Каждый день я начинала с того, что делала красивые снимки своей груди, попы или вульвы в разных ракурсах. Меня это возбуждало. Сначала позировать, а затем рассматривать собственное тело на фотографиях.

Как я мало о себе знала и теперь, знакомясь, наблюдая, исследуя, все больше и больше влюблялась в себя и собственное тело, которое не столь давно казалось мне не очень привлекательным и достойным любования. Оно мне давало столько удовольствия и наслаждения в ответ, что я забывала обо всем на свете. Даже о безопасности. Отправляя свои фото и видео с пульсирующей «кисонькой» от разнообразных ласк и введения зеленых «членов», я наслаждалась процессом. Меня заводила эта игра и невозможно было остановиться. Эти ощущения невероятные, фантастические и дико возбуждающие. Я часто ловила себя на мысли, что зависима и предвкушение желания и новых оргазмов побуждало меня отказаться от всего, кроме связки бананов, постели и телефона. Стоило только услышать: «Привет, девочка моя» и у меня растворялся мир, сужаясь до уровня удовлетворения животного инстинкта.


До нашей живой встречи оставалась неделя. Неделя.


Между сексуальными экспериментами мы много говорили обо мне, о нас, о том, как будем жить, где и чем мы будем заниматься. Из-за постоянного туманного состояния я не замечала, как часто в нотках его голоса стало проскальзывать его категоричное я, ревность и желание сделать меня своей собственностью. Как наши планы превращались в конкретные его. Как его видение мира должно было стать и моим. Потому что так положено. Мужчина решает за женщину. Женщина должна подчиняться. Юбка ниже колен. А волосы длинные и в косе.

Сил сопротивляться не было, потому что я чувствовала вину и соглашалась с ним. Потому что мое тело жаждало ласки и оргазмов, через которые я получала его внимание и любовь. Я скатывалась в пропасть, но продолжала желать этого сама.


– Девочка, моя… у тебя был когда-нибудь секс втроем?

– Нет…

– А хотела бы?

– Не знаю…

– Я хочу, чтобы ты испытала это удовольствие… сейчас… со мной… Выбери два банана. Один, как обычно восемнадцать – девятнадцать сантиметров, а другой поменьше. Думаю, сантиметров тринадцать – четырнадцать будет достаточно… Срежь кончики, надень резинки и приготовь много смазки… Я сегодня буду входить в тебя двумя членами… слышишь, девочка моя… двумя членами…

Я обильно смазала промежность и начала ласкать себя двумя зелеными крепкими членами, вталкивая их поочередно и вынимая.

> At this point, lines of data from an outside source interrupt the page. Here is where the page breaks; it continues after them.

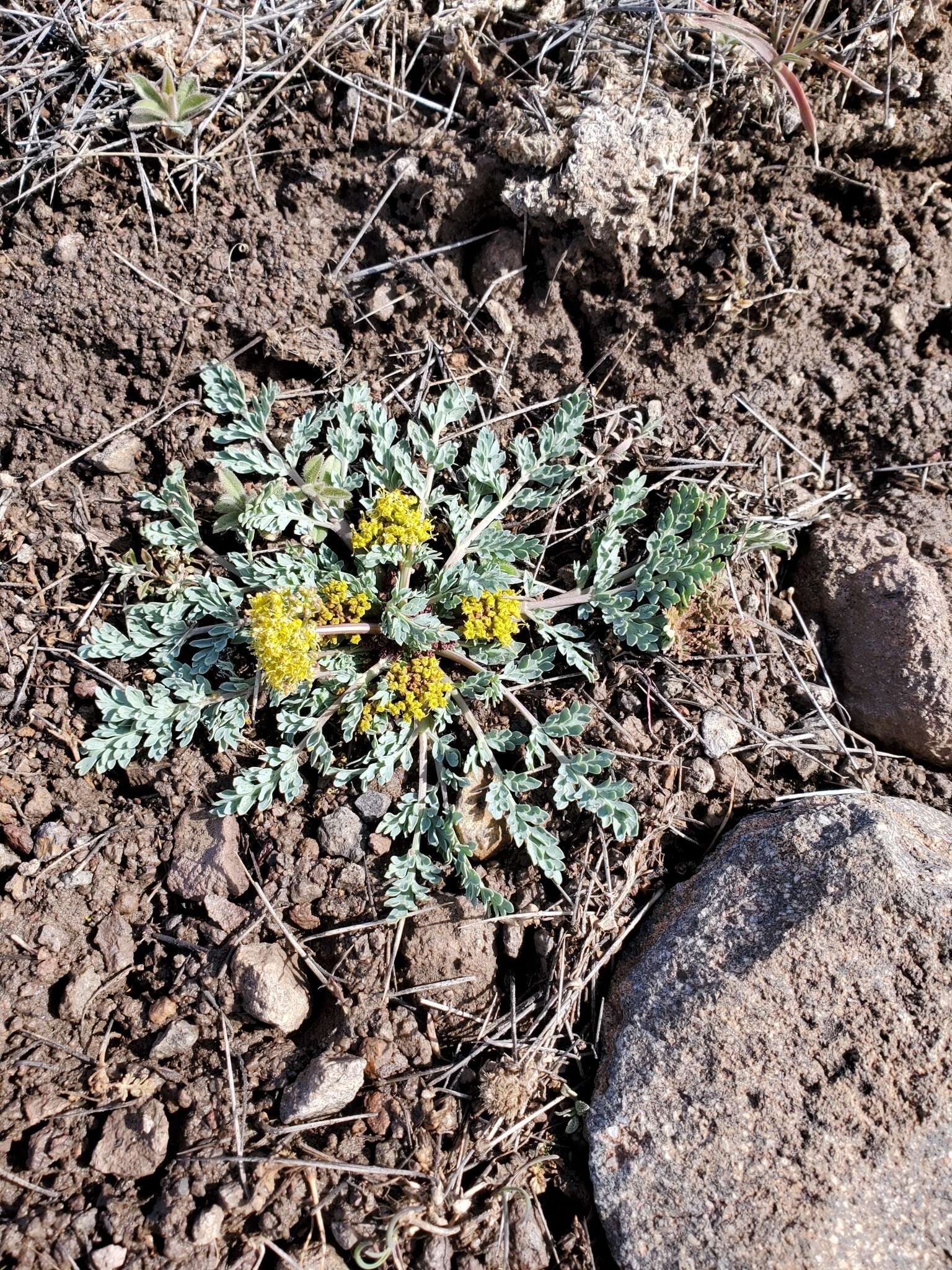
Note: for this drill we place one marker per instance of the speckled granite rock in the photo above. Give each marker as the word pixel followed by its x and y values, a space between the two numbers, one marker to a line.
pixel 776 1081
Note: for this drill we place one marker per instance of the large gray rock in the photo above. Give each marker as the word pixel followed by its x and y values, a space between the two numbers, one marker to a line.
pixel 325 1088
pixel 205 856
pixel 888 623
pixel 776 1081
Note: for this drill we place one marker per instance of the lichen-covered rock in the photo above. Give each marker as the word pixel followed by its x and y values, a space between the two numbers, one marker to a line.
pixel 134 1141
pixel 452 941
pixel 271 986
pixel 621 146
pixel 888 621
pixel 778 1050
pixel 342 835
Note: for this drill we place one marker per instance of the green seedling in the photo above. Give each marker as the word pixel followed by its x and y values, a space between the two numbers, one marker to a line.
pixel 389 610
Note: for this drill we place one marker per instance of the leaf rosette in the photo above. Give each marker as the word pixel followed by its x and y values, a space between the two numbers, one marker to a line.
pixel 389 611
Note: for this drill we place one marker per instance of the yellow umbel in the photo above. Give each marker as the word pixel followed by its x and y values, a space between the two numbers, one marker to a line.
pixel 283 638
pixel 335 605
pixel 418 686
pixel 494 615
pixel 283 629
pixel 395 520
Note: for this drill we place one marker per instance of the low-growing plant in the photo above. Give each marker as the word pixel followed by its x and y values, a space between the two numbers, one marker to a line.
pixel 165 104
pixel 412 607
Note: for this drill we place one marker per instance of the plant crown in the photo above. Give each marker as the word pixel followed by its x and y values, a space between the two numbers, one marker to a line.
pixel 386 602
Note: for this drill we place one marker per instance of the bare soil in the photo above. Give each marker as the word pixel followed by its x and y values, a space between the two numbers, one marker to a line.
pixel 792 321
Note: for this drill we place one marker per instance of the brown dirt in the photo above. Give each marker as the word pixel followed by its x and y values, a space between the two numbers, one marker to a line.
pixel 855 362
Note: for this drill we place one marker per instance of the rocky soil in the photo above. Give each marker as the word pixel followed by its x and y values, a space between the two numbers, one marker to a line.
pixel 215 1049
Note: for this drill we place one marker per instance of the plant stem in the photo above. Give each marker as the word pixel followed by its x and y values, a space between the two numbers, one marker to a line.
pixel 461 659
pixel 348 629
pixel 472 723
pixel 506 500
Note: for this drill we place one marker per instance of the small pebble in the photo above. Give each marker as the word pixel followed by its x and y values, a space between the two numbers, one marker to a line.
pixel 68 248
pixel 719 733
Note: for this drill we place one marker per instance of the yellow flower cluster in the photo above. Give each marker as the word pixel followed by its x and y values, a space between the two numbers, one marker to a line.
pixel 283 629
pixel 418 687
pixel 335 605
pixel 495 615
pixel 282 638
pixel 397 518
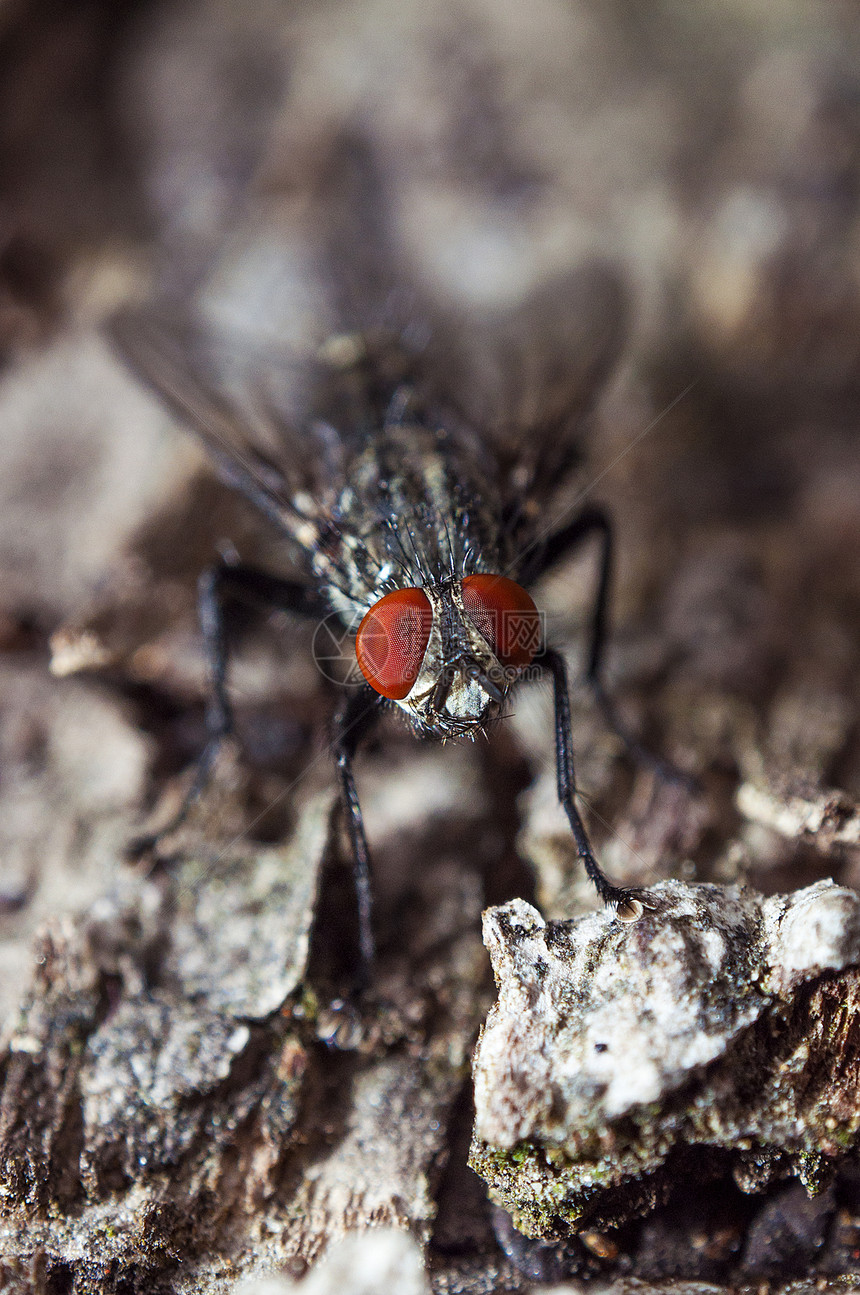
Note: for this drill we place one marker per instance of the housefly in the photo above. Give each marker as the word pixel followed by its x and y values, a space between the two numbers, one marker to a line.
pixel 413 529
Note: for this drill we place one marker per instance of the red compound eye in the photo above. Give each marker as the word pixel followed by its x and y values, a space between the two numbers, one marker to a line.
pixel 391 641
pixel 505 615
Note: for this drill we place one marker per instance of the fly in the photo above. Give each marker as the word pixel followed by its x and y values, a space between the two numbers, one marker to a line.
pixel 411 530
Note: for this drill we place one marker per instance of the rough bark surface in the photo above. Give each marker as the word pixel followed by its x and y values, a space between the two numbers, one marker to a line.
pixel 185 1101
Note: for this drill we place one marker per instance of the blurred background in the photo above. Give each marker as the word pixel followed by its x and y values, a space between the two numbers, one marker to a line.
pixel 705 154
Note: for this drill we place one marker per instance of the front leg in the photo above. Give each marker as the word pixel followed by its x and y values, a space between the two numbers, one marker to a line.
pixel 596 521
pixel 216 585
pixel 351 725
pixel 618 896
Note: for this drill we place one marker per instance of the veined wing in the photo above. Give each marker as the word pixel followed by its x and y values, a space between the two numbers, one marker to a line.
pixel 251 443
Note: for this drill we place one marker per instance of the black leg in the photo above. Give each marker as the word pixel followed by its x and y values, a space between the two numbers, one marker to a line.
pixel 352 723
pixel 566 782
pixel 595 521
pixel 214 588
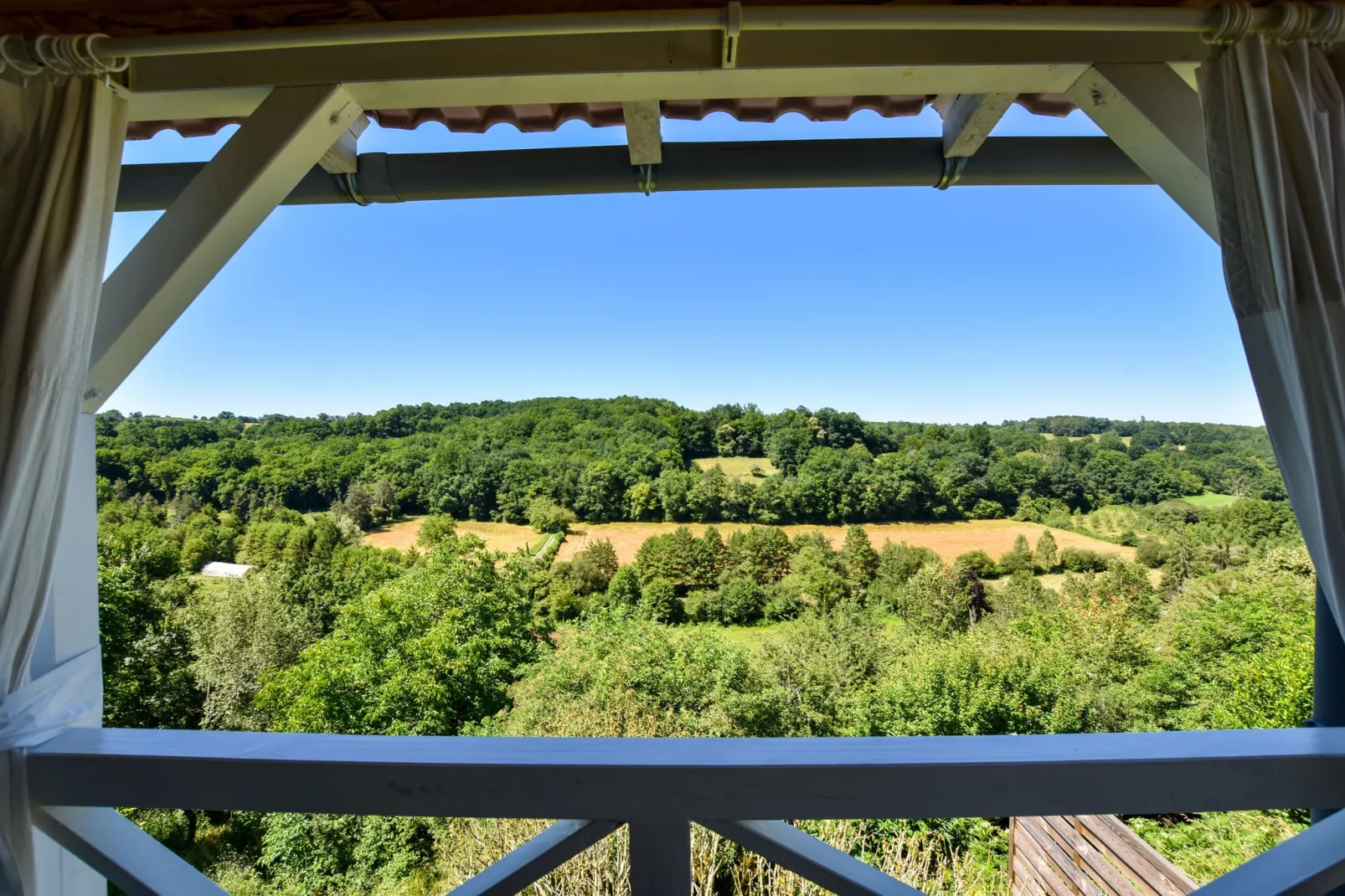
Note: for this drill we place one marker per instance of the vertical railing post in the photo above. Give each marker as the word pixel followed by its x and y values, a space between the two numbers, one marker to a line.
pixel 1327 677
pixel 70 627
pixel 661 858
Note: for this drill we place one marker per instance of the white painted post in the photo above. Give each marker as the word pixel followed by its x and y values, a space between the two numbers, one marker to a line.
pixel 70 627
pixel 661 858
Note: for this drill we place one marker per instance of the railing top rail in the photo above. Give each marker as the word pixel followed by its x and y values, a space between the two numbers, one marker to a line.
pixel 699 778
pixel 701 752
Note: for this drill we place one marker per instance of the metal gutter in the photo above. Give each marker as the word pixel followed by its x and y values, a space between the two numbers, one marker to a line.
pixel 776 164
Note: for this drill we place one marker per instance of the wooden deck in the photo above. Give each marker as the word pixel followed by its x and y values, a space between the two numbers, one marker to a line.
pixel 1090 854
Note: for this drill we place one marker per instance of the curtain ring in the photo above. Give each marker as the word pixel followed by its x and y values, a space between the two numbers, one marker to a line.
pixel 1235 19
pixel 1329 26
pixel 1294 20
pixel 952 168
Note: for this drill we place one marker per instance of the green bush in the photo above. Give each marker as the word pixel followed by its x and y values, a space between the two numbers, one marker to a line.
pixel 545 516
pixel 659 603
pixel 424 654
pixel 435 528
pixel 1152 552
pixel 616 676
pixel 741 601
pixel 624 588
pixel 783 603
pixel 976 561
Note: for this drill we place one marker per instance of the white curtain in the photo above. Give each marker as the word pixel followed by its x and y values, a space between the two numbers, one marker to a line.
pixel 1275 130
pixel 59 159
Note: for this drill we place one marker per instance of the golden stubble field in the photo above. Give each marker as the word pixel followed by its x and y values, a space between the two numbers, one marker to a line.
pixel 945 538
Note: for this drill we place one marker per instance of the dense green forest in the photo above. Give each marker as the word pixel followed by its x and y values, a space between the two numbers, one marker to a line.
pixel 631 459
pixel 763 631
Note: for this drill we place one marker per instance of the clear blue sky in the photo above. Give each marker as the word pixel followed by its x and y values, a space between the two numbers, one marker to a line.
pixel 976 303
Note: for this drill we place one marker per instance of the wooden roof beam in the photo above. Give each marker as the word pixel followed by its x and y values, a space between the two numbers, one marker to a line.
pixel 969 119
pixel 206 225
pixel 1154 116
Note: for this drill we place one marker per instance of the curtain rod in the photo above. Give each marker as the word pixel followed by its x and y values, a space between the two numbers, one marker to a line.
pixel 768 164
pixel 1229 22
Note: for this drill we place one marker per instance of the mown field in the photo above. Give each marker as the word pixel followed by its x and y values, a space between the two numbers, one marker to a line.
pixel 945 538
pixel 1209 499
pixel 737 467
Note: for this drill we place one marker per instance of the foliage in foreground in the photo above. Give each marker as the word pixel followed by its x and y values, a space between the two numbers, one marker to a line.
pixel 457 639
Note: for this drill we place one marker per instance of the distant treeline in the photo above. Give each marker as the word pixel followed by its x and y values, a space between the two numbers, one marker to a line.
pixel 634 459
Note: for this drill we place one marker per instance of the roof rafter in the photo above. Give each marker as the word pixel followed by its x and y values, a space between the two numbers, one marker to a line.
pixel 969 119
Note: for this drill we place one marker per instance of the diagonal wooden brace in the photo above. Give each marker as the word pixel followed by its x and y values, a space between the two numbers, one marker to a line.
pixel 116 847
pixel 539 856
pixel 206 225
pixel 809 857
pixel 1154 116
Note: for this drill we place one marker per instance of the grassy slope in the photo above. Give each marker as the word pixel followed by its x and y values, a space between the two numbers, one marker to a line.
pixel 737 467
pixel 1209 499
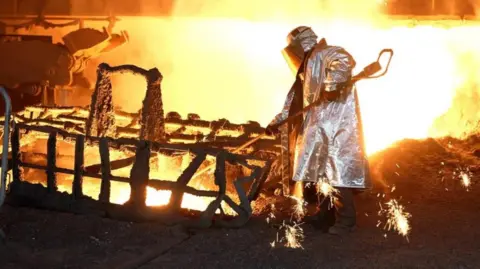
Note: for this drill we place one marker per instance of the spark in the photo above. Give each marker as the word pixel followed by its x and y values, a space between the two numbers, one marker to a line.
pixel 327 190
pixel 464 175
pixel 298 208
pixel 465 179
pixel 393 188
pixel 397 218
pixel 293 236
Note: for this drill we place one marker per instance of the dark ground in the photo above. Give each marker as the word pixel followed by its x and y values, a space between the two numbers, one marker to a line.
pixel 444 222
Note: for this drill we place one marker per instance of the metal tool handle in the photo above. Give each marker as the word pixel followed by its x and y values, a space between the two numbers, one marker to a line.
pixel 6 139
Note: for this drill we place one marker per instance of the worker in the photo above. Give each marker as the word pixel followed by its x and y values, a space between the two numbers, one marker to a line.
pixel 328 139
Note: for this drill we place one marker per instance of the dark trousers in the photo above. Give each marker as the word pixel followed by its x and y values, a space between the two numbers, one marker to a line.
pixel 342 212
pixel 345 212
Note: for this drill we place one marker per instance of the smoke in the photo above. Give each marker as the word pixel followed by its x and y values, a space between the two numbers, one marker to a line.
pixel 222 59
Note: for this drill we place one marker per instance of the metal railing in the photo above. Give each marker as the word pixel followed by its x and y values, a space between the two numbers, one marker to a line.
pixel 6 139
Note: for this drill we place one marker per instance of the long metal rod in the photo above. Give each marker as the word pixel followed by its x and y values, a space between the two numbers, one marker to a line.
pixel 236 150
pixel 6 139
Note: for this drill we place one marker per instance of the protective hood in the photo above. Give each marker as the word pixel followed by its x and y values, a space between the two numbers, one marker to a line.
pixel 293 54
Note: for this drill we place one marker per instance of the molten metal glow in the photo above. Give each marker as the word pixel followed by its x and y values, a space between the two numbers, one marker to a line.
pixel 397 218
pixel 465 179
pixel 230 51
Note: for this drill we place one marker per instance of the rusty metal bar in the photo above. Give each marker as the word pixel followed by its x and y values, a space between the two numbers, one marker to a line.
pixel 139 175
pixel 51 162
pixel 106 172
pixel 78 170
pixel 17 173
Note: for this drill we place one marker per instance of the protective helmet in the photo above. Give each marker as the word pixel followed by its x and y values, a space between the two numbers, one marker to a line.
pixel 295 51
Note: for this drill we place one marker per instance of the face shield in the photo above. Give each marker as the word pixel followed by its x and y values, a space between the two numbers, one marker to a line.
pixel 295 51
pixel 293 55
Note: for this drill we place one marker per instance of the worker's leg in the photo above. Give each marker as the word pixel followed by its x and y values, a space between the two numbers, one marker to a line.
pixel 325 216
pixel 346 218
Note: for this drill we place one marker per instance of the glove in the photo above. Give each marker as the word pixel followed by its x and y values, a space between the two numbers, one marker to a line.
pixel 271 130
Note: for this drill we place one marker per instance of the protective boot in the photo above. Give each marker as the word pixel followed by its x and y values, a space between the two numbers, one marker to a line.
pixel 346 218
pixel 324 218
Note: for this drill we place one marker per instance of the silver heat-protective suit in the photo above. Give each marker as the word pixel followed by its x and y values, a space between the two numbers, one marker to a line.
pixel 329 144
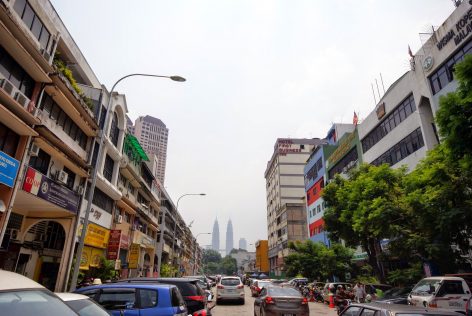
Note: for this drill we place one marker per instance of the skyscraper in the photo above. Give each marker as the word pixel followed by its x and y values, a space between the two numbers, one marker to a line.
pixel 243 243
pixel 215 237
pixel 229 237
pixel 152 134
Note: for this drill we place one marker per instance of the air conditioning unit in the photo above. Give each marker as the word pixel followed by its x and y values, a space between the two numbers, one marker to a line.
pixel 80 190
pixel 21 98
pixel 46 54
pixel 34 152
pixel 14 234
pixel 7 86
pixel 62 176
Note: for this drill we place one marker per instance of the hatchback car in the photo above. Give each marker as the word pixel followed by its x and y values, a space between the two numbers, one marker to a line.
pixel 82 305
pixel 379 309
pixel 22 296
pixel 275 300
pixel 230 289
pixel 194 296
pixel 137 299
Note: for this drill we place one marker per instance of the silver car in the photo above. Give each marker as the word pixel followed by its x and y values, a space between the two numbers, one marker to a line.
pixel 230 289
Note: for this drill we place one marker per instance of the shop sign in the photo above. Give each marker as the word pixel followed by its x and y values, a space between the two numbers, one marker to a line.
pixel 133 256
pixel 97 236
pixel 8 169
pixel 45 188
pixel 124 241
pixel 114 244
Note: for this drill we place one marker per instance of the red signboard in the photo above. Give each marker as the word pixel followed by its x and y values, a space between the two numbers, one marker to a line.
pixel 114 244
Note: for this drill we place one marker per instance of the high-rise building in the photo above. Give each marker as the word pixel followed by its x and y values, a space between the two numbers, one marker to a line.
pixel 229 237
pixel 285 195
pixel 215 236
pixel 152 134
pixel 243 243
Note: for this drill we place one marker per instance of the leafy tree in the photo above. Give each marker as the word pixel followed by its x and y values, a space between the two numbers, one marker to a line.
pixel 316 261
pixel 366 208
pixel 229 265
pixel 210 255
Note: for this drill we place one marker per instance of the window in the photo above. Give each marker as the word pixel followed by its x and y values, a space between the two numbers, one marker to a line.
pixel 114 130
pixel 442 76
pixel 8 140
pixel 402 149
pixel 108 168
pixel 398 115
pixel 33 22
pixel 12 71
pixel 41 162
pixel 148 298
pixel 117 298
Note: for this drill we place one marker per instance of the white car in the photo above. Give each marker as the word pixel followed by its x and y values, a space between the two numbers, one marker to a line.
pixel 22 296
pixel 230 289
pixel 82 305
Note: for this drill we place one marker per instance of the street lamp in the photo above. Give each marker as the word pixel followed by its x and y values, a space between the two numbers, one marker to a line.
pixel 95 172
pixel 175 219
pixel 195 252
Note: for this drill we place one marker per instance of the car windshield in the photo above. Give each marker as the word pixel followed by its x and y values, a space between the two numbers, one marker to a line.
pixel 230 282
pixel 87 308
pixel 283 291
pixel 426 286
pixel 35 302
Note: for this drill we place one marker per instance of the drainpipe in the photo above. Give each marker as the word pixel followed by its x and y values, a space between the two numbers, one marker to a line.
pixel 70 260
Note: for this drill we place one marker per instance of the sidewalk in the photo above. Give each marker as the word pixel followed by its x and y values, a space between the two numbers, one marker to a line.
pixel 321 309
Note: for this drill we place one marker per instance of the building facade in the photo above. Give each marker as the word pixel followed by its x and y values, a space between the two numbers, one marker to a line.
pixel 153 135
pixel 285 197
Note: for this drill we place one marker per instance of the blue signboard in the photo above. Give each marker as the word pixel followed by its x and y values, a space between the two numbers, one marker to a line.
pixel 8 169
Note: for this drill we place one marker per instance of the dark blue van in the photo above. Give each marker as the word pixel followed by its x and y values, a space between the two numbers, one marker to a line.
pixel 130 299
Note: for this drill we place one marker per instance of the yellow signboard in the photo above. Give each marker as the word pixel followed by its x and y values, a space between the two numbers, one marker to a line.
pixel 133 256
pixel 86 256
pixel 97 236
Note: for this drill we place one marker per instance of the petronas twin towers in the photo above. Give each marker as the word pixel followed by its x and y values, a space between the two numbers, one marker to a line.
pixel 215 239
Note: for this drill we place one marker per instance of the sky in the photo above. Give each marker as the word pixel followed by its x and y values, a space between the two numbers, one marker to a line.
pixel 256 70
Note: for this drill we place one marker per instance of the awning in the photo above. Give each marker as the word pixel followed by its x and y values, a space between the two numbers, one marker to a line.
pixel 133 147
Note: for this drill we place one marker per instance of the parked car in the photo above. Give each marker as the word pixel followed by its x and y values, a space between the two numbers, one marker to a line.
pixel 276 300
pixel 441 292
pixel 379 309
pixel 331 287
pixel 143 299
pixel 194 296
pixel 258 285
pixel 22 296
pixel 230 289
pixel 376 291
pixel 396 295
pixel 82 304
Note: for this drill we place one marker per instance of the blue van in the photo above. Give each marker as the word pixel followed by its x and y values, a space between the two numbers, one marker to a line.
pixel 130 299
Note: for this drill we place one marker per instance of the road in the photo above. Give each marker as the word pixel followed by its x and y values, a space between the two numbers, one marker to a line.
pixel 234 309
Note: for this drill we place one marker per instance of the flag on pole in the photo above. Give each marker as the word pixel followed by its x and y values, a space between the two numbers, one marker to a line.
pixel 409 52
pixel 355 119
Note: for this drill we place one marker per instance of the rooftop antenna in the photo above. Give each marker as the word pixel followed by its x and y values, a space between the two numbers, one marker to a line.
pixel 373 93
pixel 378 91
pixel 381 79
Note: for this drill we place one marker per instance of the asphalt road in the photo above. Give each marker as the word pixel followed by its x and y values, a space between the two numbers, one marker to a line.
pixel 235 309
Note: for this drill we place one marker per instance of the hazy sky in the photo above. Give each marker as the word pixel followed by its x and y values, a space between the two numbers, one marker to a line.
pixel 256 70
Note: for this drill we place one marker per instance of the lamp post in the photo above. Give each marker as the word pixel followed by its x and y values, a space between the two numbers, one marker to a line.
pixel 175 219
pixel 95 171
pixel 195 252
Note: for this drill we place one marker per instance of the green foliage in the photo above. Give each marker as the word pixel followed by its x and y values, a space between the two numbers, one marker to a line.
pixel 167 270
pixel 366 209
pixel 62 67
pixel 316 261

– Что ты чувствуешь, девочка моя…

– Не понимаю…

– Оставь малыша и свободной рукой ласкай себя пальцами… погладь клитор, разбуди его и пусть волна желания поднимет тебя на самый пик… твой палец мой язык… я лижу тебя нежно, чуть придавливая и отпуская… введи мой член и продолжай наслаждаться моим языком…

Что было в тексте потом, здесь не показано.